Here is how the world sees me.
  • There is a coffee place in SFO, tucked away where people dont make it often. I pick up coffee there when I fly in from EWR, and they give me a discount because "you are a taxi driver". 
  • I went to a WeWork location in NY city to meet a friend, and as I walked in, the receptionist said, "talk to that person, she knows who needs the handyman in the building", and I got to go through the process of a fixer-upper to enter the building. 

Self I

People seem to like it when I poke at myself:

In a recent conversation, we discussed Dad Jeans, described precisely here, but more as a state of mind. A parent needs to think several steps ahead on behalf of their kid who can swerve from disegaged to insightful, be prepared for spills, and be prepared to be out the door the instant the kids are ready unexpectedly for the playground in the winter. So, Dad Jeans, is the choice of wear, it communicates that you are unable to be anything or be anywhere else, beyond your control.

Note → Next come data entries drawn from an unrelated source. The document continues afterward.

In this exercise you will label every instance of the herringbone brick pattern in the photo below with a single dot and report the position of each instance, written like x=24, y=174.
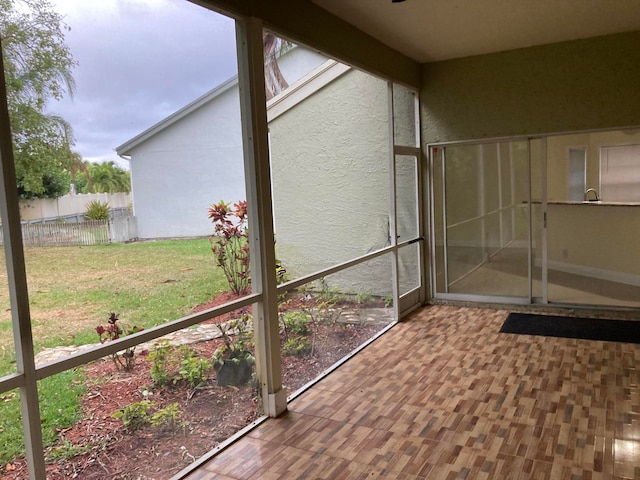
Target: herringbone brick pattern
x=443, y=395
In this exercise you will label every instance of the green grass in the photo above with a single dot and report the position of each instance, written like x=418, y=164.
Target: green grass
x=72, y=290
x=59, y=408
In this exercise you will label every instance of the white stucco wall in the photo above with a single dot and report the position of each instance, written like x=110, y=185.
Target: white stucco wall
x=198, y=160
x=330, y=174
x=194, y=162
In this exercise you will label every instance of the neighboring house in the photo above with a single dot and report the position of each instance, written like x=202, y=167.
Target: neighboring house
x=194, y=157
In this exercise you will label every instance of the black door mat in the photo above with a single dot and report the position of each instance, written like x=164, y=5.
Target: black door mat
x=572, y=327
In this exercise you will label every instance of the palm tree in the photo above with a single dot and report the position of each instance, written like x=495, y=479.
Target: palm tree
x=274, y=47
x=76, y=165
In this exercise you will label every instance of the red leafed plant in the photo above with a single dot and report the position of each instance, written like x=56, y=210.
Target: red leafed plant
x=124, y=360
x=230, y=243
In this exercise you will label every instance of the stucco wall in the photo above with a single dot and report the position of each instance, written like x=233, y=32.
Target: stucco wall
x=578, y=85
x=195, y=162
x=330, y=174
x=558, y=157
x=177, y=173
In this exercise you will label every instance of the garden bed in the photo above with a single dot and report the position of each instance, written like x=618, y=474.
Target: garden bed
x=210, y=414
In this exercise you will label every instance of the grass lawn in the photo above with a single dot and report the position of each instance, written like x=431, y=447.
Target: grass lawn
x=73, y=289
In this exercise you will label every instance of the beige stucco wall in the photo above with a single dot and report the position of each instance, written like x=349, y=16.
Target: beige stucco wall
x=558, y=157
x=570, y=86
x=595, y=240
x=330, y=176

Being me, I have to find my own way to express that state of mind, so these days I am doing Dad Hair, baggy, ready to follow me instantly, and unable to be anything else. :)

Monday, March 06, 2017

CS Divisions

Thanks to a recommendation from Marc Donner from old google days who now runs Uber, NYC, I am reading Sapiens by Yuval Harari. The author tries to explain the history of humans, succinctly, and succeeds by having an insightful view of anthropology, sociology, behavioral theory, and of course, science and religion too.  One of the interesting parts for me was the need humans felt to divide people into categories (think commoner/noble, castes, etc).  Alas, with division into categories, comes an imposed order among them and fights to invert the order. The author argues that this imagined order among humans keeps societies stable when it works, and unstable when it doesnt.

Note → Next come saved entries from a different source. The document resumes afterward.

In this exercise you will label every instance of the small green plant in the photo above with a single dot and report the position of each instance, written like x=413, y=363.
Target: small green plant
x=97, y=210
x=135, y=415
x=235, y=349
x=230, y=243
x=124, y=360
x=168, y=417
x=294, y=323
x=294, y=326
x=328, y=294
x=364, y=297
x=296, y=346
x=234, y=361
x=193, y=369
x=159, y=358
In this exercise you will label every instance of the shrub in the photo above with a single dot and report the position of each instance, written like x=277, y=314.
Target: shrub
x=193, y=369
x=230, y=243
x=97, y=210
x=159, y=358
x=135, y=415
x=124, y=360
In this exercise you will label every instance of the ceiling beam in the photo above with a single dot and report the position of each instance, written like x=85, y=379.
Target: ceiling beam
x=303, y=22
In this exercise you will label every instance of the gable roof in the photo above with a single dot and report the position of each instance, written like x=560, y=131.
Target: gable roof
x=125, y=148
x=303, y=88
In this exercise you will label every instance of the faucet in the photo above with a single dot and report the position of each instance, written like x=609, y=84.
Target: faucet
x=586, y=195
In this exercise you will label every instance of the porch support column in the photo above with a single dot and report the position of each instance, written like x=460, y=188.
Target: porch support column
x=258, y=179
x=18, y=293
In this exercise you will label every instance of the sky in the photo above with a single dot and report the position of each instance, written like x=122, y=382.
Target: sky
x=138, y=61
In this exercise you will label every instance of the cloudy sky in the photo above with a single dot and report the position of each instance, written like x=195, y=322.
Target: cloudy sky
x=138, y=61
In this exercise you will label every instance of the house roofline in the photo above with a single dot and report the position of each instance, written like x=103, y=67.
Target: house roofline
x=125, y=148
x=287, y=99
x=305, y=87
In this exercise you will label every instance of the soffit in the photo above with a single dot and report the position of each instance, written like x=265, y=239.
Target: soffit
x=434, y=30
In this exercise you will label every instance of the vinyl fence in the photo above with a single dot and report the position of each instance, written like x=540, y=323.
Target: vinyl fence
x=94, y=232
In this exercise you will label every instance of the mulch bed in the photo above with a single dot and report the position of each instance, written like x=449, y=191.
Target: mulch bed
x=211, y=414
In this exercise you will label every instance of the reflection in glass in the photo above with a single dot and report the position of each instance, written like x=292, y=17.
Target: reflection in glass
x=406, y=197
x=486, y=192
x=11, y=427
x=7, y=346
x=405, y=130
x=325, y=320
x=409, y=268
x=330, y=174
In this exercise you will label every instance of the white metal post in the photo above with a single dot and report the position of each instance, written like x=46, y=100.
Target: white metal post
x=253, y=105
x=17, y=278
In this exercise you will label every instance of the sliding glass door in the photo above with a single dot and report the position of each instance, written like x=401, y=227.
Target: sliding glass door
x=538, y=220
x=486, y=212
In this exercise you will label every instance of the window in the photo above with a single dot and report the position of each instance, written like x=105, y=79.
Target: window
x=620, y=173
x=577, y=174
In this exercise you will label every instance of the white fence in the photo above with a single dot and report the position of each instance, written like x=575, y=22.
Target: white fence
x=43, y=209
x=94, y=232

I have always been suspicious of divisions. In CS, folks divide areas of research. These are not islands.  In any area of research (say AI, social networks, Robotics, Brain, whatever), there are (a) theoretical foundations and optimizations, (b) new systems research into hardware and software needed to program them, compile into executables, execute them efficiently, (c) new data and UI systems to use, analyze, report, mine and troubleshoot, and so on. A great research will include conceptual breakthroughs, cacophony of math symbols no more than what is needed, potential for pretty plots, and a storyline for NY Times for societal impact. Most individuals' research doesnt hit on all these metrics, doesnt have to, we rely on the cumulation of research to hit all of the metrics. Any research area will be potentially less engaging without ALL of these elements, no order amongst them is needed. 

Extreme Streaming

I am making my way back into researching streaming problems.

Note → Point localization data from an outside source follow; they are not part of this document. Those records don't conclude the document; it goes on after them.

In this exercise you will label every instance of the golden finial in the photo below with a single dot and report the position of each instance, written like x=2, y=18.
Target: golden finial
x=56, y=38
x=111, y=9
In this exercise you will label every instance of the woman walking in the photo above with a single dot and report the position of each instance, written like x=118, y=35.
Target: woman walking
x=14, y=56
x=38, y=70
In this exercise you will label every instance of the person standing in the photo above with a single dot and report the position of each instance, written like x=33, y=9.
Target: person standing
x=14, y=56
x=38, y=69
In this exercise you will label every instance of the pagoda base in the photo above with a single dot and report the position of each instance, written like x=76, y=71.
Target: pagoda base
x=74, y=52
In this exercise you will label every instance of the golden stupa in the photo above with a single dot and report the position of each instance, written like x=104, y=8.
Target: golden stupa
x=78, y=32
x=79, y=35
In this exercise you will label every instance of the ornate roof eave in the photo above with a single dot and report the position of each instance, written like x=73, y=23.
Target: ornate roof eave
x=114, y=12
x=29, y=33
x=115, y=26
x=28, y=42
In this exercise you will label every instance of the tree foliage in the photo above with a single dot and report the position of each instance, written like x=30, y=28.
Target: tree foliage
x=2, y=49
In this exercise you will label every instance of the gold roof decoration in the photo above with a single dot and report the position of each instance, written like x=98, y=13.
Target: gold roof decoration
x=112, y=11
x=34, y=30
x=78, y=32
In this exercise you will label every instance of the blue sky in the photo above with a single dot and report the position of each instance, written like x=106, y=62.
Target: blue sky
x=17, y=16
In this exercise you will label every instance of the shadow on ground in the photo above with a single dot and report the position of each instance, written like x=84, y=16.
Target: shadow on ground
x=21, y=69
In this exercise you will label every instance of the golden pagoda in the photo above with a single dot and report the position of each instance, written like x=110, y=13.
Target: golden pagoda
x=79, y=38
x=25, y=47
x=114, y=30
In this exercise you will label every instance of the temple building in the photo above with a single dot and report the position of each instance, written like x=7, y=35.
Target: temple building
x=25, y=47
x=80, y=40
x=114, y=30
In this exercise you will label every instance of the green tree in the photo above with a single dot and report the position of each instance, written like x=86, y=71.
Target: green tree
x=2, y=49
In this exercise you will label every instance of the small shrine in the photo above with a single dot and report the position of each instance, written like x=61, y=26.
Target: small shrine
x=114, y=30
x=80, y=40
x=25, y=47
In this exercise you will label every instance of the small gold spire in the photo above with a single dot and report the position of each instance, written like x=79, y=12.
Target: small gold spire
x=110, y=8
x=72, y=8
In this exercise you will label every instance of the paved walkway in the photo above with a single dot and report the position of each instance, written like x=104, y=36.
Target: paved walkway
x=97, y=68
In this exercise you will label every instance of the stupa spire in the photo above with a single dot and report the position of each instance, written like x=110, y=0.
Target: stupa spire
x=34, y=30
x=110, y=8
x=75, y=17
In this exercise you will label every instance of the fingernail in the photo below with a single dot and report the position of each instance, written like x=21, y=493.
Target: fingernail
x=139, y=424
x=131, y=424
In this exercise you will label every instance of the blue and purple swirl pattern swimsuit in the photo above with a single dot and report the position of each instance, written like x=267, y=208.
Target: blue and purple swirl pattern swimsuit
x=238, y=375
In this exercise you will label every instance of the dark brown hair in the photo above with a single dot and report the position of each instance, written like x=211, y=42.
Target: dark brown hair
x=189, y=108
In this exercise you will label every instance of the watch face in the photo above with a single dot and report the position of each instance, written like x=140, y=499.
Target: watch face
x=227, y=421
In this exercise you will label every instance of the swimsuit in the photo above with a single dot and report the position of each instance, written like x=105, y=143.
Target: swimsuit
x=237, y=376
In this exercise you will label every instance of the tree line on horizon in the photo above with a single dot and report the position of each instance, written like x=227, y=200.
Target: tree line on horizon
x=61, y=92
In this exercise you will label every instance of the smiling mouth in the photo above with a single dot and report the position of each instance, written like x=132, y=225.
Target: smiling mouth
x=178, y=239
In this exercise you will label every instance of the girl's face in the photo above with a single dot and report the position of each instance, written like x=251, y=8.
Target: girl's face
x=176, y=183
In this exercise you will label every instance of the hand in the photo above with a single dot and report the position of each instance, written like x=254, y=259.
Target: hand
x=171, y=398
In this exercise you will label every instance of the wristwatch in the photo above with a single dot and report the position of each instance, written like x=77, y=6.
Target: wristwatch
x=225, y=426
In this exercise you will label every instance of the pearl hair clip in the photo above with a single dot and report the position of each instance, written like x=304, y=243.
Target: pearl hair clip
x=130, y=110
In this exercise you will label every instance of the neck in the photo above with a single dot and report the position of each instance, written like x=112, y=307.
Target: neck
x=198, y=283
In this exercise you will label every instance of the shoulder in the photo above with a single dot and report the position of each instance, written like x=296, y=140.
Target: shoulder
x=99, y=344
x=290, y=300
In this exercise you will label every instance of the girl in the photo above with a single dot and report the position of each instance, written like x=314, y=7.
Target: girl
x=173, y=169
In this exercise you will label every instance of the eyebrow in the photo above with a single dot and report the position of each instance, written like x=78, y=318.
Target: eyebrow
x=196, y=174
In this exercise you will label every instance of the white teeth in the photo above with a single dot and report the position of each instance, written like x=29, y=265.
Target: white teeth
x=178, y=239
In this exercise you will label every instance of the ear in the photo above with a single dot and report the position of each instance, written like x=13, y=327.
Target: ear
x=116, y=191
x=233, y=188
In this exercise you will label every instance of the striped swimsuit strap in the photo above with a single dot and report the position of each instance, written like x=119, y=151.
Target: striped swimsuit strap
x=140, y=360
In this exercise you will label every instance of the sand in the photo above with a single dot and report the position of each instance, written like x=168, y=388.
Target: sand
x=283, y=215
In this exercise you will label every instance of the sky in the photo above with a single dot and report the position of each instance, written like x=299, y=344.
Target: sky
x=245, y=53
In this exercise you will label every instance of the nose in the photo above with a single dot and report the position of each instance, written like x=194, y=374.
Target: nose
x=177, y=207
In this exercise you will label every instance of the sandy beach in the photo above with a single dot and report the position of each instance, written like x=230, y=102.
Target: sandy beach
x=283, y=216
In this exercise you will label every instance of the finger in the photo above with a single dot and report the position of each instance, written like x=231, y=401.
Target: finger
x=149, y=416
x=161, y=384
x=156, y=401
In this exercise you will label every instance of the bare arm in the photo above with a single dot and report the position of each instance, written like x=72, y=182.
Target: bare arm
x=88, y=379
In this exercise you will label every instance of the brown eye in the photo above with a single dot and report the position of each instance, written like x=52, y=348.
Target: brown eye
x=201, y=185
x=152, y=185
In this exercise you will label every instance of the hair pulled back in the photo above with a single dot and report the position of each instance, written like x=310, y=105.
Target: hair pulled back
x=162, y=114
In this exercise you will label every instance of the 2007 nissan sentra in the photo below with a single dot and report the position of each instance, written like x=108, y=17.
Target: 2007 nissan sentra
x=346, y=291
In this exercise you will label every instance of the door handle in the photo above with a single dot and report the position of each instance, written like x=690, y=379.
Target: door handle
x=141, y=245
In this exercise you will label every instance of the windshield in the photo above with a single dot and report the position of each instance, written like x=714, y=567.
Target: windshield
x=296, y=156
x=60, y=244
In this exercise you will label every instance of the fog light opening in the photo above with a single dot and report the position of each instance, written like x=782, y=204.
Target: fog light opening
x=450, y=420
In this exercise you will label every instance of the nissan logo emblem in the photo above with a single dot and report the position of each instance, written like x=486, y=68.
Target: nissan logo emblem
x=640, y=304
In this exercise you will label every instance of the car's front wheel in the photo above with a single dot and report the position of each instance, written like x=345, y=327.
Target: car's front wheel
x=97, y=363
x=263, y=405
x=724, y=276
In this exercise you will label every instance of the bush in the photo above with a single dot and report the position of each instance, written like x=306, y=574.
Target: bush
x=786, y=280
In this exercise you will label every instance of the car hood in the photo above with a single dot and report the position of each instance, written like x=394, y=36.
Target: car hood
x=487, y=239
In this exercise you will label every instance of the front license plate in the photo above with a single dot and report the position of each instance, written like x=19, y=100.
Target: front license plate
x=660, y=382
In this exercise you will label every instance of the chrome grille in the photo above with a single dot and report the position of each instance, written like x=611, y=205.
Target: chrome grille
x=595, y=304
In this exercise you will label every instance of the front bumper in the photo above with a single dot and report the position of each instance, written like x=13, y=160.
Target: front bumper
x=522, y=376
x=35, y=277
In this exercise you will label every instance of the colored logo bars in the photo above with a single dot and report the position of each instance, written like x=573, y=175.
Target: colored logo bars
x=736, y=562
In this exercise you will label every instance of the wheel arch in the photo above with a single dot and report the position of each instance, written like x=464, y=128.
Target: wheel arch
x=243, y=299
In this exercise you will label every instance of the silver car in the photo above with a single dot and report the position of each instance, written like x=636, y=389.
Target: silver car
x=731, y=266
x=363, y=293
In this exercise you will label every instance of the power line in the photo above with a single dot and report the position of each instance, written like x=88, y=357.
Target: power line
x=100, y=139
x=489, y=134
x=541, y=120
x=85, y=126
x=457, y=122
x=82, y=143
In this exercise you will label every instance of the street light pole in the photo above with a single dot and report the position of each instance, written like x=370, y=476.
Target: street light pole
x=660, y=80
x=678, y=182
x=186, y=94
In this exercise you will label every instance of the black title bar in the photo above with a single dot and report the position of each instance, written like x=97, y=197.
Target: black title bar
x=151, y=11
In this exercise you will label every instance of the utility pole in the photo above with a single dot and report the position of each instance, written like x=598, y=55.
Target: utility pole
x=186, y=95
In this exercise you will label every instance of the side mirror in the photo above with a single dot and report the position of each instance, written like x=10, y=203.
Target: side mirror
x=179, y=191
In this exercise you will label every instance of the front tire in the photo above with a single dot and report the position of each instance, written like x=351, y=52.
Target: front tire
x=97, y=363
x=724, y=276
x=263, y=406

One of the directions I am focusing on: how to use not polylog memory as is standard in streaming algorithms, but even smaller, say O(1) memory.  My coauthors and I have such algorithms for estimating the H-index on streams (to appear in PODS 2017, will be on arxiv soon) and estimating heavy hitters in a stream of streams model (to appear in SDN 2017).

I was sort of pushed into this model the way I like to find problems in general. If you look at modern applications, there are some real constraints. For examples in SDNs (Software Defined Networks), there are memory pipelines that packets can percolate through, each memory stage can be thought of as a row of standard sketches, and then one needs to compute something on top of these row estimates, but use only memory that can fit into a single packet header. Another example is that streaming analyses are done for a very large number of groups (say for each source IP address or internet user) and in that case, polylog memory per group is already far too much.

I call these extreme streaming problems, inspired by Extreme Classification in Machine Learning, which studies ML problems with a very large number of labels. I think there is more to mill here.